I Carabinieri della Stazione di Rieti hanno dato esecuzione a un’ordinanza di misura cautelare, emessa dall’Autorità Giudiziaria locale, che dispone il divieto di avvicinamento alla persona offesa e ai suoi prossimi congiunti nei confronti di un cittadino di 29 anni.
Il provvedimento prevede il mantenimento di una distanza minima di 1.000 metri dai luoghi frequentati dalla vittima, con l’applicazione del dispositivo elettronico di controllo (braccialetto elettronico) per il monitoraggio costante del distanziamento. L’attività d’indagine trae origine da una querela sporta da una donna di 32 anni, residente a Rieti.

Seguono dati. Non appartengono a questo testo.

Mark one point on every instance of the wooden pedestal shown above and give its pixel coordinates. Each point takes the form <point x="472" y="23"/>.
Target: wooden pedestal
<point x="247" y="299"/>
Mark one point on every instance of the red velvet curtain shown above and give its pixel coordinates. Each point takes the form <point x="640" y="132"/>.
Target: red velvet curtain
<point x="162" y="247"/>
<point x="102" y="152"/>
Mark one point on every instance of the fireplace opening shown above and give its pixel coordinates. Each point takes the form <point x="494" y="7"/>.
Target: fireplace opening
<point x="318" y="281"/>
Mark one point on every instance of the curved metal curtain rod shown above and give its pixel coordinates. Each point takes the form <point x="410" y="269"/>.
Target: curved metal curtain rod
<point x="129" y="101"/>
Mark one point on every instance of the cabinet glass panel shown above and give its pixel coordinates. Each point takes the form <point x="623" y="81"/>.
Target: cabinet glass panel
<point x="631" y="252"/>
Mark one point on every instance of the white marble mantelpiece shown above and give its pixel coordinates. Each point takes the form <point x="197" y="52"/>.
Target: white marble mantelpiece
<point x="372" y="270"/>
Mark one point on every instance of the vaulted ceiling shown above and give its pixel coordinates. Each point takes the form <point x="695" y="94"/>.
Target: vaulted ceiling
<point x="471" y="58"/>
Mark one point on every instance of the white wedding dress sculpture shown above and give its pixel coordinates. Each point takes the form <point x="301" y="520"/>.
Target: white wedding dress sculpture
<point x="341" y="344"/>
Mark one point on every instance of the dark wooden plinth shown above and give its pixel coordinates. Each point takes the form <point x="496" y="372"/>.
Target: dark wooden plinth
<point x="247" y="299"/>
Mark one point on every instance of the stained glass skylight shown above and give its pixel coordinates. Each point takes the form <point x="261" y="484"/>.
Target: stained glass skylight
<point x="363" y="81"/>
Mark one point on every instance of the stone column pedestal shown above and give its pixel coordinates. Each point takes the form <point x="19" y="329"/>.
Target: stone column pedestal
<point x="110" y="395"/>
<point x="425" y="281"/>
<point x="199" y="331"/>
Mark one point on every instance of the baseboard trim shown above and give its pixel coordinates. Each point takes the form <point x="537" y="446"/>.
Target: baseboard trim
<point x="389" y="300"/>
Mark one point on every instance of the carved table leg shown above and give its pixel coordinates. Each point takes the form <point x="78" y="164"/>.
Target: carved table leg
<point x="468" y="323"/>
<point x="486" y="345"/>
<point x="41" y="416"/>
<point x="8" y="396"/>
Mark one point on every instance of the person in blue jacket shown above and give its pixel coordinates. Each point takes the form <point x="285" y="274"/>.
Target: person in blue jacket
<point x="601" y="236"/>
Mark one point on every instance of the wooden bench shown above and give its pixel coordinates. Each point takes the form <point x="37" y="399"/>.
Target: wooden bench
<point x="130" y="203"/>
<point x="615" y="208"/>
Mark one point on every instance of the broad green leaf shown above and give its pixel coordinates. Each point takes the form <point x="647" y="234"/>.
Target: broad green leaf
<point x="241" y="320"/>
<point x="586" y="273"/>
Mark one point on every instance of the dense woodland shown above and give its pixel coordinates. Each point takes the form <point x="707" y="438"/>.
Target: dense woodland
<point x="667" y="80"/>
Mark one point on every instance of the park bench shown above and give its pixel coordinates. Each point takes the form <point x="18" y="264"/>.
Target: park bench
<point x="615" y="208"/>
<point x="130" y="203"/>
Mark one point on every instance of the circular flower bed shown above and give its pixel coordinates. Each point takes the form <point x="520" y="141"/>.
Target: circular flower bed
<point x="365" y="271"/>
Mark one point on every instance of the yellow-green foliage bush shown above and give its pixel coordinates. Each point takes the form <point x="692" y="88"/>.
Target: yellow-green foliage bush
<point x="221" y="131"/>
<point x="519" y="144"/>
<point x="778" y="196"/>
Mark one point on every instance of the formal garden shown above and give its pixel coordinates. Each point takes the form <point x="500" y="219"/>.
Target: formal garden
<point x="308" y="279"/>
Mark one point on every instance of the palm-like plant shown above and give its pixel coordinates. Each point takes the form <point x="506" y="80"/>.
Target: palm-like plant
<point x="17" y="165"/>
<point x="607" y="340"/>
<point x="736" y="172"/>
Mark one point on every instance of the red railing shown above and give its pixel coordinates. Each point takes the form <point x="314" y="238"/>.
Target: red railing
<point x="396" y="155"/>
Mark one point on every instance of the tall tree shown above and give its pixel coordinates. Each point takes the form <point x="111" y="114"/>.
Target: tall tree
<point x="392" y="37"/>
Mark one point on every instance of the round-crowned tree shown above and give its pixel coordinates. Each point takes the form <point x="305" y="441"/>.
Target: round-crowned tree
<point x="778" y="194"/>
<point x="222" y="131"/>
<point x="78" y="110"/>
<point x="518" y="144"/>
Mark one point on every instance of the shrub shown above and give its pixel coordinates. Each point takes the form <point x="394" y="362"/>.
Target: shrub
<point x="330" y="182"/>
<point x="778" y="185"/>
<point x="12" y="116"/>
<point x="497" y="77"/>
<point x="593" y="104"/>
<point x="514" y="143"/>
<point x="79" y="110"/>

La vittima ha riferito ai militari una sistematica condotta di molestie, perpetrata dall’ex convivente al termine della loro relazione affettiva, manifestatasi attraverso continue telefonate e messaggi dal contenuto persecutorio. Tali comportamenti avevano ingenerato nella donna un grave stato di ansia e il fondato timore per la propria incolumità; pertanto, dopo un necessario periodo di riflessione, la stessa ha deciso di rivolgersi ai Carabinieri per chiedere tutela. La tempestiva attività investigativa condotta dai militari dell’Arma ha permesso di delineare, in tempi brevi, un grave quadro indiziario a carico dell’uomo. Le risultanze raccolte sono state pienamente condivise dall’Autorità Giudiziaria che, al fine di garantire la necessaria tutela e incolumità della parte offesa, ha ritenuto doverosa l’adozione della misura cautelare odierna.
Si dà atto, come di consueto, che il procedimento penale è ancora nella fase delle indagini preliminari e che eventuali responsabilità penali saranno valutate dall’Autorità Giudiziaria.